Energy issues will take center stage this week as the Supreme Court addresses the Environmental Protection Agency’s greenhouse gas regulations and Senators Jeanne Shaheen (D-NH) and Rob Portman (R-OH) reintroduce their energy efficiency package.

The U.S. Supreme Court heard oral arguments for an uncommon 90 minutes February 24 in a case over the Environmental Protection Agency’s implementation of its greenhouse gas emissions regulations. The case, Utility Air Regulatory Group v.

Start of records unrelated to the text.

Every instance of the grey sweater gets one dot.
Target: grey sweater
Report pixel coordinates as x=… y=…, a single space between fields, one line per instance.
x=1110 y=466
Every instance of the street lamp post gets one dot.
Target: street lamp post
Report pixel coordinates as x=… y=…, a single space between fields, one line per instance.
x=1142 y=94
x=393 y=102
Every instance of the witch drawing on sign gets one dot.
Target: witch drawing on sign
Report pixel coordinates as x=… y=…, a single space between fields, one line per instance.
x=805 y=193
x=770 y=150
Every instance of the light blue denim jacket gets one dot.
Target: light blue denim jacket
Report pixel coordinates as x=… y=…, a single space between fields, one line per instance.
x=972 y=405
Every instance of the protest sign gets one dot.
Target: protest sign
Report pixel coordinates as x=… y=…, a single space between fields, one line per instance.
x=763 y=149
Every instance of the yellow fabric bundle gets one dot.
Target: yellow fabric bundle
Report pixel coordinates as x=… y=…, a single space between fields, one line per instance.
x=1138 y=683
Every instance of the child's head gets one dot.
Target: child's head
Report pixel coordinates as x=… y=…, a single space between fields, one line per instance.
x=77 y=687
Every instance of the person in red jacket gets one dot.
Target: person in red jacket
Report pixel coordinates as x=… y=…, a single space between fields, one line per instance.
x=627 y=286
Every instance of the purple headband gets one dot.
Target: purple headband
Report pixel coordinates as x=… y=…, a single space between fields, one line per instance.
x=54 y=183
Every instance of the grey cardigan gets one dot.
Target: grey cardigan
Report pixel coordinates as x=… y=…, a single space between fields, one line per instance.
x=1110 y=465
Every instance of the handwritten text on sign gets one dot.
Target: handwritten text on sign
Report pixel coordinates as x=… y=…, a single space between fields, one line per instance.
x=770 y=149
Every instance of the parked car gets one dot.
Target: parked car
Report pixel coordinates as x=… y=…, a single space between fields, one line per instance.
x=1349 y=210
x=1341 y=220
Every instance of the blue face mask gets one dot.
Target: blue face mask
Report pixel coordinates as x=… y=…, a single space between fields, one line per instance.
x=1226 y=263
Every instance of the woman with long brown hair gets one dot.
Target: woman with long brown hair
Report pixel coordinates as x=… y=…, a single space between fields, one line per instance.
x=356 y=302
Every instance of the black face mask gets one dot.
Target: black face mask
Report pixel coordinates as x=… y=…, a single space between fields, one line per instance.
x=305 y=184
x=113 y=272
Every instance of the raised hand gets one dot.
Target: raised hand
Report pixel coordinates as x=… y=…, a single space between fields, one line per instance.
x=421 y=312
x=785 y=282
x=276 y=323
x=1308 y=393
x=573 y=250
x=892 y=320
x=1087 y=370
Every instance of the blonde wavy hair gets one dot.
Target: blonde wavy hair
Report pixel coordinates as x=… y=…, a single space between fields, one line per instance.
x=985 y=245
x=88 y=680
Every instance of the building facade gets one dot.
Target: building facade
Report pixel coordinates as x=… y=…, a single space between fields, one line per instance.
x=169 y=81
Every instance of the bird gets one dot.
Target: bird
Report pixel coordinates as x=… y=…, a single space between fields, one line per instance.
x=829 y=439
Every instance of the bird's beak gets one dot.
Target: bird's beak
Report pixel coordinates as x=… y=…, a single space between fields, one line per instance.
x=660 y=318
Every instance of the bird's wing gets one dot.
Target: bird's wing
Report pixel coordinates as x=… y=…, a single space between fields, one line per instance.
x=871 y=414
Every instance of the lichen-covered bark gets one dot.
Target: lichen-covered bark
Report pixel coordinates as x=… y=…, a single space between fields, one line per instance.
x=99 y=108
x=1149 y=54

EPA, hinges on whether the agency’s decision to regulate mobile emissions triggers regulations under the agency’s prevention of significant deterioration permitting program, which requires permits for new stationary facilities and those undergoing major modifications, and, if so, whether the agency was legally justified in its efforts to narrow the regulated scope.

Justices seemed to lean toward deferring to the agency to do what it considered best under the statute, but appeared split on whether the agency’s course of action was the best choice. The court’s decision is not expected to undermine the agency’s overall authority to regulate greenhouse gases, but the lawsuit could provide an opportunity for the court to issue guidance on how federal agencies should interpret federal statutes.

Senators Jeanne Shaheen (D-NH) and Rob Portman (R-OH) are expected to introduce a new version of their energy efficiency legislation (S. 1392) this week. The measure will incorporate a series of at least ten bipartisan amendments, many of which have already been vetted by the Senate Energy and Natural Resources Committee. It remains unclear when, or even whether, Senate Majority Leader Harry Reid (D-NV) will bring it to the floor, though there is renewed interest in addressing the energy efficiency issue in both the Senate and the House. The House Energy and Commerce Committee approved January 28 similar bipartisan legislation (H.R. 2126) from Representatives Peter Welch (D-VT) and David McKinley (R-WV).

House Majority Leader Eric Cantor (R-VA) released a memo February 21 outlining the GOP agenda for the next month. Among other issues, Representative Cantor said that the House would consider

a package of energy bills the first week of March, including measures to expedite permitting for new power plants and ease propane transportation to areas with shortages. Though he did not mention it, Ways and Means Committee Chair Dave Camp (R-MI) is expected to release his rewrite of the tax code this week as well, though comprehensive tax reform is unlikely to be completed this year.

In other issues this week, the Senate will debate judicial nominations and resume efforts on a veterans’ benefits bill (S. 1982), while the House will consider a flood insurance measure and Internal Revenue Service exempt organizations definitions (H.R. 3865). The House will also debate a bill (H.R. 2804) that would require proposed Environmental Protection Agency rules to be published on the internet for at least six months before going into effect.